Maeba: menù tra “buio” e luce

Se si decide di affidarsi completamente allo chef (salvo allergeni) e farsi trasportare nel suo mondo e in quello della concezione “Maeba Restaurant” sicuramente si sceglie il posto più adatto.

Eleganza, sobrietà e delicatezza sono alla base dell’accoglienza. Il cliente avventore diventa davvero un gradito ospite. Per lo chef Marco Caputi, il suo staff e per quello di sala non è una sfida, ma una missione: coccolarti di gusto e stupire gli occhi.

Contrasti, total white, profumi e la grande tradizione sono gli elementi per stupire nell’innovatività creativa in cucina e, quindi, a tavola.

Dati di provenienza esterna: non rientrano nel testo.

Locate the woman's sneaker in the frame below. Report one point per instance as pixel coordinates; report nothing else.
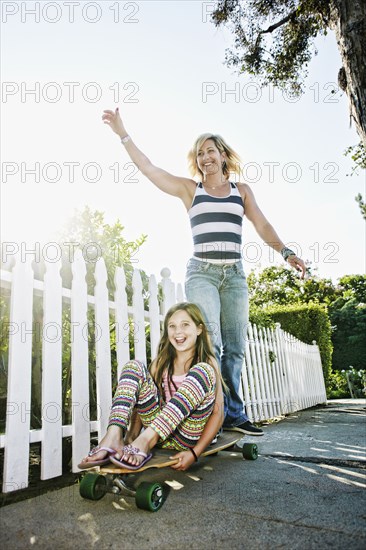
(246, 428)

Il rudere è stato sapientemente trasformato nel concetto “architettonico” del “Maeba Restaurant” lasciando intatta tutta la struttura, visitabile, di un vecchio frantoio di fine ‘700. Ogni nicchia racconta una storia. Dove venivano conservate le olive prima di essere lavorate, sono passate mani di contadini. Quel luogo rappresenta più di una storia. Un percorso di vita che si rispecchia nel percorso degustativo e nei consigli del sommelier (il proprietario Nico Mattia).

I piatti, come già si accennava, sono la vera “esperienza” di gusto (tema, quello della “esperienza”, tanto in voga anche in tema enogastronomia). Quell’esperienza che integra i contrasti di colori, sobri, con i profumi e note di amaro o dolce (non dimentichiamo il dolce-amaro “Yogurt, genziana e cioccolato bianco”) che accompagnano e lasciano senza parole. Ti lasciano pensare: meditare il piatto e gustarne l’idea. Mediti proprio perché il menù non è visibile, se non nella scelta del numero di portate. Anche i vini sono abbinati alla bisogna. Ne gusti l’idea perché è chiara l’impronta dello chef.

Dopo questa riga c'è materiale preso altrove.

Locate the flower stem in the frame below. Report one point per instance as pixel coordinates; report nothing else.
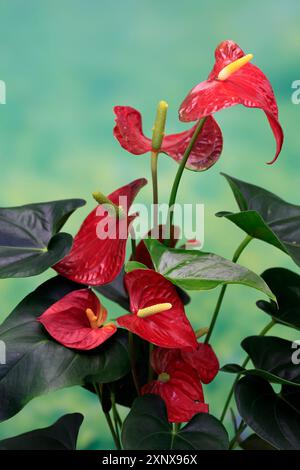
(133, 362)
(115, 415)
(154, 159)
(263, 332)
(150, 370)
(235, 257)
(108, 419)
(133, 247)
(178, 176)
(235, 438)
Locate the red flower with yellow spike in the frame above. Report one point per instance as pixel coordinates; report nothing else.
(157, 311)
(77, 321)
(98, 252)
(233, 80)
(206, 150)
(177, 384)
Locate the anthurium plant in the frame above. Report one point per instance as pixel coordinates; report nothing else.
(151, 359)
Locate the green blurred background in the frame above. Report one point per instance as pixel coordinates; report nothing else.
(66, 63)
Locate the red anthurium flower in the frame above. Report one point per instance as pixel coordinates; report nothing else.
(157, 311)
(204, 361)
(205, 153)
(78, 321)
(177, 384)
(98, 250)
(233, 80)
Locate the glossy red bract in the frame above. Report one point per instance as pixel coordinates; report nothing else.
(248, 86)
(66, 321)
(205, 152)
(95, 261)
(169, 329)
(182, 393)
(204, 361)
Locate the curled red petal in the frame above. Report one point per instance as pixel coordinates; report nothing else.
(67, 323)
(128, 130)
(94, 260)
(248, 86)
(162, 359)
(169, 329)
(204, 361)
(182, 393)
(206, 150)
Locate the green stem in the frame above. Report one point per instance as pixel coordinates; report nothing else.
(175, 430)
(240, 430)
(108, 420)
(133, 248)
(263, 332)
(150, 370)
(235, 257)
(132, 362)
(154, 159)
(116, 416)
(180, 170)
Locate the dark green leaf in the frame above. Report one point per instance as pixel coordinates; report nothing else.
(265, 216)
(254, 442)
(274, 417)
(272, 359)
(115, 291)
(285, 284)
(147, 427)
(36, 364)
(29, 238)
(62, 435)
(196, 270)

Lo chef Caputi, per il tramite del maître, ti accompagna in questo percorso fatto anzitutto di tradizione e di storia. Le lumache ne sono l’emblema probabilmente. I nostri nonni contadini, di quell’irpinia povera, mangiavano le lumache perché non vi era altro. Oggi sono un piatto prelibato.

Lo chef unisce sapientemente quei sapori poveri alle tecniche della innovatività gastronomica. Li perfeziona con i piatti, sempre sobri ma unici, dalle forme particolari. La cura per l’ospite completa la concezione Maeba.

Al termine del percorso degustazione, durante il quale il confronto delle sensazioni con il
maître e, per ciò che concerne il vino, con il sommelier è sempre vivo e sapiente ovvero ricco di spiegazioni e, al contempo, libero all’interpretazione e al gusto personale (il vero carattere dello chef che si allontana, per fortuna, dal concetto di “commerciale”), vi è un suggellamento della cena con la sorpresa che intende riassumere tutta l’esperienza eno-gastronomica (personalizzata): non vi possiamo svelare di più!

Il rimando a suggestioni altre che intende stupire perché si tratta di tutt’altro (scusate il gioco di parole) è sicuramente la “mission” della cucina Maeba. La storia racchiusa nei resti del frantoio (con tanto di sorgente naturale) e quella raccontata attraverso le etichette dei vini e dei distillati finali, nonché attraverso i piatti stessi, è la vera visione del Maeba.